Following a gas leak on Shell’s Caravel, a fixed, normally-unattended installation (NUI), at the end of 2015, the HSE issued the improvement notice to the oil company detailing the company’s failings that, according to the agency, risked injury from fire and/or explosion to the workers present at the time.
According to the HSE’s notice, the investigation is still ongoing and Shell has until August 1, 2016 to comply with the improvement notice.
The notice states that Shell failed to implement an Integrated Safe System of Work (ISSOW) control of work management system that requires the company to make a risk assessment for non-routine tasks where the nature and scale of the risk arising from the work to be carried out requires the company to identify and implement suitable risk control measures.
In the notice, the HSE explained that on 1st January 2016 while investigating a hydrocarbon gas leak, Shell’s walk to work campaign employees undertook the non-routine task of venting hydrocarbon gas at a pressure of 53 bar(g) that was contained within the wellhead of well 102, without undertaking a risk assessment to identify the risk controls that should have been used to prevent the uncontrolled release of hydrocarbon gas from a leak point which occurred following the locally controlled actuation of a flow wing valve.
The agency concluded that this release resulted in the formation of a potential gas cloud within approximately 3 metres of 5 workers, thus resulting in risk of their injury from fire and/or explosion.
Offshore Energy Today has reached out to Shell seeking clarification of the HSE notice and inquiring about what that this means for the company’s operations on the Caravel installation.
A Shell spokesperson said: “A gas release was detected on Shell’s Caravel installation on 29th December 2015, the platform was shut down and the leak was isolated.
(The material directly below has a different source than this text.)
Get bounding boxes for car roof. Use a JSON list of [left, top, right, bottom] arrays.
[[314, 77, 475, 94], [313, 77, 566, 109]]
There were no injuries as a result of this incident.
The spokesperson noted that Caravel is a normally unmanned installation in the Southern North Sea and was unmanned at the time of the incident.
“In April 2016 the Health & Safety Executive issued Shell with two Improvement Notices. The matter remains under HSE investigation and we have no further comment at this stage.”
Caravel is tied back to the Shell-operated Corvette field which lies approximately 32 kilometres to the southwest of the Caravel field. From Corvette, gas is exported via the Leman facilities for onward transport to the Shell-operated terminal facilities at Bacton. The development also includes a tie-in of the Shamrock fields to Caravel’s facilities.